Surgical guidelines around the
globe propose a simple strategy for minimizing the risk
of perioperative heart attack in at-risk patients: administer
beta-blockers. Now, evidence suggests that this practice
has increased the overall risk of death and disability.
The new study, led by researchers at McMaster University
and the University of Ottawa, was published May 31 in
The Lancet.
In the POISE trial, no fewer than
8,351 patients with cardiac problems or risk factors
were randomized to receive either the beta-blocker metoprolol
or placebo at 190 hospitals in 23 countries. Beta-blockers
did indeed cut down on heart attacks and atrial fibrillation
in surgical patients, but they were linked to an overall
33% increased risk of death. Sepsis was the only cause
of death that was significantly more common in those
on beta-blockers compared to controls. The researchers
believe that the drugs may delay diagnosis of infection
by preventing tachycardia, and impede the delivery of
antibiotics by slowing bloodflow.
BAD
TRADE-OFF
But perhaps an even more serious worry was the sharply
increased incidence of stroke, which was doubled in
the beta-blocker patients affecting about one
in 150. Though few died, says Dr P J Devereaux of McMaster,
these strokes had a far more serious effect than did
the typical perioperative MIs that beta-blockers aim
to minimize. While most of the heart attack patients
had no major sequels like heart failure or revascularization,
more than half of the stroke victims were permanently
disabled. It's not looking like a good trade-off.
The advice to give perioperative
beta-blockers, even though it came from such august
bodies as the American College of Physicians and the
American Heart Association, actually rests on very little
evidence. Trace it to its origins and only two studies,
comprising a total of 312 patients, back it up. "We
knew how small the original studies were," says Dr Devereaux.
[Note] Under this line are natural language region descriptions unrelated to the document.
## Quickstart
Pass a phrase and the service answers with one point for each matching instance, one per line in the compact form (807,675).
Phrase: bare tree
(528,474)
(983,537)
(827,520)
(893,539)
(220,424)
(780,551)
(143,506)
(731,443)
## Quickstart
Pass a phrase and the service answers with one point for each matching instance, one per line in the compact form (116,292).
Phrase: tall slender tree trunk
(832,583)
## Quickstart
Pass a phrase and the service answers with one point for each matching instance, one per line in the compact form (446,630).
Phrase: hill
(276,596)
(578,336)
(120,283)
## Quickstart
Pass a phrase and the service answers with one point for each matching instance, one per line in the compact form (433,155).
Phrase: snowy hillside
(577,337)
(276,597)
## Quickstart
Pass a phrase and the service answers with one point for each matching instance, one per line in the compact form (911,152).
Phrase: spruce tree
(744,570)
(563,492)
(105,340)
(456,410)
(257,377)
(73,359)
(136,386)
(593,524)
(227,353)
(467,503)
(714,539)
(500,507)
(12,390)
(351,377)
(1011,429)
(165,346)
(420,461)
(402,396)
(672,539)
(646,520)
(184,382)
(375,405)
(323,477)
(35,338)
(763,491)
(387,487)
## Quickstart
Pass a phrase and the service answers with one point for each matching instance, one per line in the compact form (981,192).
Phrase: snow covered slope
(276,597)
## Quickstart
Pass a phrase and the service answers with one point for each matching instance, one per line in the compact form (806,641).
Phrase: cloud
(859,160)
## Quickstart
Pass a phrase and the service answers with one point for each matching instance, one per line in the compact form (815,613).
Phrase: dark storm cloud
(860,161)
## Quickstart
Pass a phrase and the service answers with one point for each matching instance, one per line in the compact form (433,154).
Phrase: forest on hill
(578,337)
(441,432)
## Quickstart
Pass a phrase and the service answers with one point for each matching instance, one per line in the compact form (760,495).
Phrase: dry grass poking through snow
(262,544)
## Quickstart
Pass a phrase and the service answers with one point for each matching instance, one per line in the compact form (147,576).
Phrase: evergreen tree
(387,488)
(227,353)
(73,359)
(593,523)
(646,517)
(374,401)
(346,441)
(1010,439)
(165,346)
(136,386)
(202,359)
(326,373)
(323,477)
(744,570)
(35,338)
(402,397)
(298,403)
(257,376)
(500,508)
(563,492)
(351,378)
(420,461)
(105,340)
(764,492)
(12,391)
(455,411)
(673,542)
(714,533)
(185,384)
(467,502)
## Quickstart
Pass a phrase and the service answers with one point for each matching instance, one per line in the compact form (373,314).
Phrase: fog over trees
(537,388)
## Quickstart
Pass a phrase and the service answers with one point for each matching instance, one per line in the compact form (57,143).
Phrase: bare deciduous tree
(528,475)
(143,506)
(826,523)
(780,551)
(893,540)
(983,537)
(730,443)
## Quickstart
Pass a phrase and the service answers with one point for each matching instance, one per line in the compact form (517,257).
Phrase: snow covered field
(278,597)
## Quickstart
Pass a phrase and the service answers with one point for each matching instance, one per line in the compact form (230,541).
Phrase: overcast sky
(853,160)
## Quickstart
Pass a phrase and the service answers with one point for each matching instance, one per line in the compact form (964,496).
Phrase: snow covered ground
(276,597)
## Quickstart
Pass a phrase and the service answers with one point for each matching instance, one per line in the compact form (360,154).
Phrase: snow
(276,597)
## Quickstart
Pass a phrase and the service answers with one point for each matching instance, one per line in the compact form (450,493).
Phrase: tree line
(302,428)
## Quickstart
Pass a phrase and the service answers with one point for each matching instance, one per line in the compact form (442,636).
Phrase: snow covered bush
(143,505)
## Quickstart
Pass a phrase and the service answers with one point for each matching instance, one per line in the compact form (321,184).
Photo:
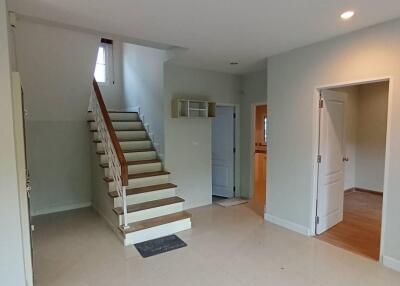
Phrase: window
(100,72)
(265,129)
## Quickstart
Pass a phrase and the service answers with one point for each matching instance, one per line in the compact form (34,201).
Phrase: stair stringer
(101,201)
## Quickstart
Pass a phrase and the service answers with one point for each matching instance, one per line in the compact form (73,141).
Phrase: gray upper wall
(292,81)
(143,85)
(56,67)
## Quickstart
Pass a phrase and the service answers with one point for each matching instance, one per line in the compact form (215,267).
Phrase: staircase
(141,205)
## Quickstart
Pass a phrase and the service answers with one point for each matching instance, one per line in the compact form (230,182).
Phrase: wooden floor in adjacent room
(360,230)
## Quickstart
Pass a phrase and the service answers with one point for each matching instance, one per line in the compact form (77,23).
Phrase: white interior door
(331,167)
(223,142)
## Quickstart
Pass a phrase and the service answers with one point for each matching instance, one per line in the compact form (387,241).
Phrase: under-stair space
(153,209)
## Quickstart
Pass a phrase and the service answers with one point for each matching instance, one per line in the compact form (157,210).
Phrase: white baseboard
(287,224)
(61,208)
(391,262)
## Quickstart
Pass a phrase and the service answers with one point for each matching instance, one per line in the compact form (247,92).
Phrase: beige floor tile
(226,246)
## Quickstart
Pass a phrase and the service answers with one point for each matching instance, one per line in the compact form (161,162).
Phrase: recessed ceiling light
(347,15)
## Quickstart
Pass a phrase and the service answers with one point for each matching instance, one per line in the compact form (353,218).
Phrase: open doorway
(351,166)
(259,158)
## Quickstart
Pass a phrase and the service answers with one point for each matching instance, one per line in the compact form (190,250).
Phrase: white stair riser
(125,135)
(143,182)
(136,169)
(152,213)
(129,145)
(118,116)
(121,125)
(157,231)
(136,156)
(145,197)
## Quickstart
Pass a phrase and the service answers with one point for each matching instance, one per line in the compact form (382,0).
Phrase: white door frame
(316,142)
(253,149)
(236,155)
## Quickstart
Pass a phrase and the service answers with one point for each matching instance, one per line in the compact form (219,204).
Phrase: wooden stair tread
(127,140)
(138,162)
(149,205)
(118,120)
(130,151)
(141,190)
(121,130)
(140,175)
(157,221)
(116,111)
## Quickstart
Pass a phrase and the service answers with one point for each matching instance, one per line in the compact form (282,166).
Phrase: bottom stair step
(149,205)
(154,222)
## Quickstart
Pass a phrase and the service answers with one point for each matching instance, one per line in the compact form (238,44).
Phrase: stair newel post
(126,226)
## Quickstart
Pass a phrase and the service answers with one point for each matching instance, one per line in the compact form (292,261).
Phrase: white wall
(56,67)
(143,81)
(188,141)
(11,259)
(292,79)
(254,90)
(371,136)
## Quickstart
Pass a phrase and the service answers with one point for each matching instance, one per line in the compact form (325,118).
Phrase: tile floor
(227,246)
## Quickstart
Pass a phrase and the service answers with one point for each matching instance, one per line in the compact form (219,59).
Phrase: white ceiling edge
(117,37)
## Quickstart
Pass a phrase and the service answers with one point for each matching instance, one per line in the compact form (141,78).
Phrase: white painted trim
(237,145)
(61,208)
(389,132)
(391,262)
(19,135)
(252,148)
(287,224)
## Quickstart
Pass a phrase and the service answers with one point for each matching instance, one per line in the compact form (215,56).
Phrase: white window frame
(108,63)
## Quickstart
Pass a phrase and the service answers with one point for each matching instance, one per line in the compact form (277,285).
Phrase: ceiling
(217,32)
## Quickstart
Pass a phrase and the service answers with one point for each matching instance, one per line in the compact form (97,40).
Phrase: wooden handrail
(113,135)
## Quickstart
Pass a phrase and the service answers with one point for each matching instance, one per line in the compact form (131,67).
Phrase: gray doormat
(159,245)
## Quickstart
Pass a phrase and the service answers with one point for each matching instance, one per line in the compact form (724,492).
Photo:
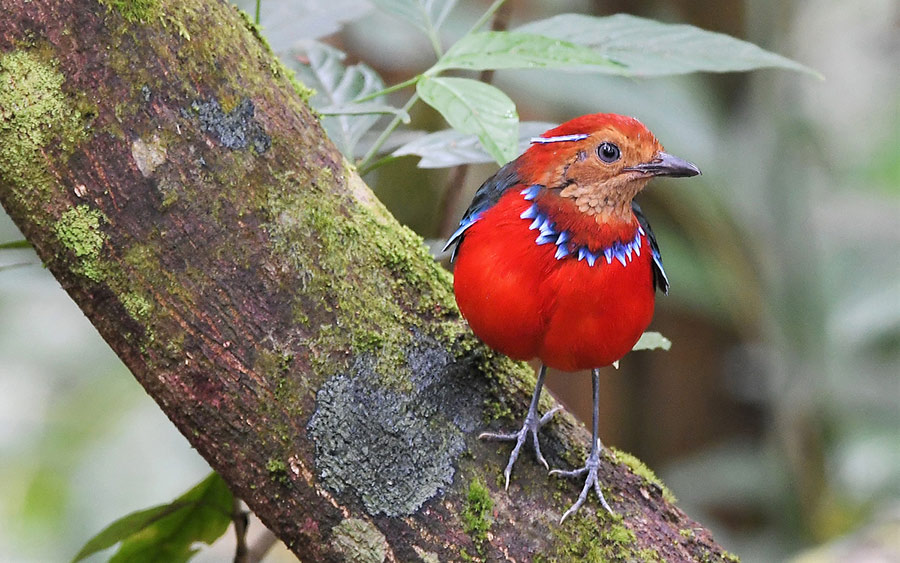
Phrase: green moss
(36,117)
(79,230)
(586,538)
(476,516)
(137,305)
(640,469)
(135,11)
(277,470)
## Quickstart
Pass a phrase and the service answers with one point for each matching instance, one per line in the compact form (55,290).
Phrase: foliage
(168,532)
(619,45)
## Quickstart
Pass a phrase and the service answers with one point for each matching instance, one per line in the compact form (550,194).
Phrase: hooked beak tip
(665,164)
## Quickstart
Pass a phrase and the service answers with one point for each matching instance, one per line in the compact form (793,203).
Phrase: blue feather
(531,191)
(561,251)
(530,213)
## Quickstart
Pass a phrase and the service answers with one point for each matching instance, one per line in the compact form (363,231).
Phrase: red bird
(555,261)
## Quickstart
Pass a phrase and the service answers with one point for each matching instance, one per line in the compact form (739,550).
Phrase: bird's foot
(590,467)
(532,424)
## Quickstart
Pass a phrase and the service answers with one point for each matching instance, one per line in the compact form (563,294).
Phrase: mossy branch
(179,188)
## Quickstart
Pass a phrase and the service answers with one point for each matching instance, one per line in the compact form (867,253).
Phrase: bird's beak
(664,164)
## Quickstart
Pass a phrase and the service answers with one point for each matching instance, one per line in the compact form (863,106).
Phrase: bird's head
(600,162)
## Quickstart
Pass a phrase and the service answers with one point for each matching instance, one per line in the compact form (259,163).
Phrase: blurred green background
(775,418)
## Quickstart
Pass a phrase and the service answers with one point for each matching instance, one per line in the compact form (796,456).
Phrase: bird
(555,261)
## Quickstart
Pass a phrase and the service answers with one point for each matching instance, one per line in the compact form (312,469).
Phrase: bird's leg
(533,423)
(593,460)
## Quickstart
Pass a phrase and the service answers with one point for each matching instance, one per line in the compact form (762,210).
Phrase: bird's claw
(591,481)
(532,424)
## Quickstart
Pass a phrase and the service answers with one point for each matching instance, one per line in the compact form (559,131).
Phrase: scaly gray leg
(593,460)
(532,424)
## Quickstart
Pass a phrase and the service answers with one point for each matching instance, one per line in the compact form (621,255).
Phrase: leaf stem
(373,150)
(389,89)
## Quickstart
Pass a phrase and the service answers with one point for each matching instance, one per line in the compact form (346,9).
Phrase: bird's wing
(660,281)
(485,198)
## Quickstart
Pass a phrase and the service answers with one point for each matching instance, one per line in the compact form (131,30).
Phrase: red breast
(524,301)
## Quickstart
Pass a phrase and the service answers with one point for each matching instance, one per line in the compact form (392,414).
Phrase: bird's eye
(608,152)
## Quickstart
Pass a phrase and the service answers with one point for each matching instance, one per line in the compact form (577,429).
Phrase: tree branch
(173,179)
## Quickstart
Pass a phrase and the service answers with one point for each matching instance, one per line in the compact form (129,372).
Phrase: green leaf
(443,149)
(338,86)
(427,15)
(650,48)
(474,107)
(15,244)
(168,532)
(510,49)
(652,341)
(364,108)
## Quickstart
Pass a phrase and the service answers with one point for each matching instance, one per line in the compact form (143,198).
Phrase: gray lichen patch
(236,129)
(148,155)
(359,541)
(393,448)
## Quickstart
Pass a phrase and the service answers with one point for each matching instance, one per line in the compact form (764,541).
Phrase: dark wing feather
(660,281)
(485,198)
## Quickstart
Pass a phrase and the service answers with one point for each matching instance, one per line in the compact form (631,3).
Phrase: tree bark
(170,174)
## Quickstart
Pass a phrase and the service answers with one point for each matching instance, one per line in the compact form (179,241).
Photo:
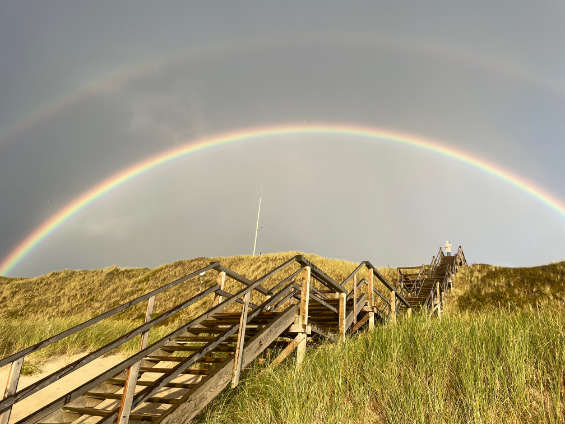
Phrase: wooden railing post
(240,342)
(133,372)
(221,282)
(355,312)
(12,386)
(371,298)
(303,319)
(393,306)
(438,296)
(341,321)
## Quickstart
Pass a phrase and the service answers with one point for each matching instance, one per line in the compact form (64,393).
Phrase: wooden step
(118,396)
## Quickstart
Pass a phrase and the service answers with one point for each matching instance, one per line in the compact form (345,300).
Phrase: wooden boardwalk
(174,378)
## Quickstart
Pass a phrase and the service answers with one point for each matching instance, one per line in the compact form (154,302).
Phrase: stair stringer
(198,397)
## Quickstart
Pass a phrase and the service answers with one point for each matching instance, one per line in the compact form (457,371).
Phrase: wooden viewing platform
(175,377)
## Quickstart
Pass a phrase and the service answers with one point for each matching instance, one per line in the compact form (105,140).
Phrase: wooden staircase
(174,378)
(427,288)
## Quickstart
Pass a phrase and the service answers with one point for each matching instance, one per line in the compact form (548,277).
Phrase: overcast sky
(90,88)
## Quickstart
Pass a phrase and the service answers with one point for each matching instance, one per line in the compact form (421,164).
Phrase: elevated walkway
(174,378)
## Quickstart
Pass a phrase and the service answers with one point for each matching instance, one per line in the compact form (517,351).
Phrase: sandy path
(55,390)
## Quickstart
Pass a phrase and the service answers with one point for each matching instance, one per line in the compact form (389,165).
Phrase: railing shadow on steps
(275,303)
"We also knew there were adverse effects of giving perioperative
beta-blockers, including low blood pressure and bradycardia,
and we wondered if this could be linked to other complications
that we continued to see in surgical patients." He adds:
"We still expected beta-blockers to show an overall
survival benefit. We were surprised by the results."
FULL
DISCLOSURE
The carefully-audited trial struck a hitch when two
sets of data, from Iran and Colombia, were found to
be fraudulent. It wasn't about researchers with an agenda,
said Dr Devereaux: "The motives were pretty standard
financial ones. Patients had been randomized after surgery,
notes filled in after the event, things like that."
The trial's blinded steering committee threw out all
that data without ever knowing what it said. What was
left provided plenty of statistical power.
"When we went back and looked at
the previous studies in a meta-analysis, we found that
the signal was always there," says Dr Devereaux. In
fact, the relative risk of perioperative stroke in beta-blocker
patients in these previous studies was even higher.
But because the studies were small, each saw only a
few strokes or sepsis deaths, and the pattern never
emerged until now.
It shows you can't take anything
for granted until you've had a really large, blinded,
prospective study, says Dr Devereaux. "That's especially
true when you have 100 million major surgeries a year
globally. You've got to get it right."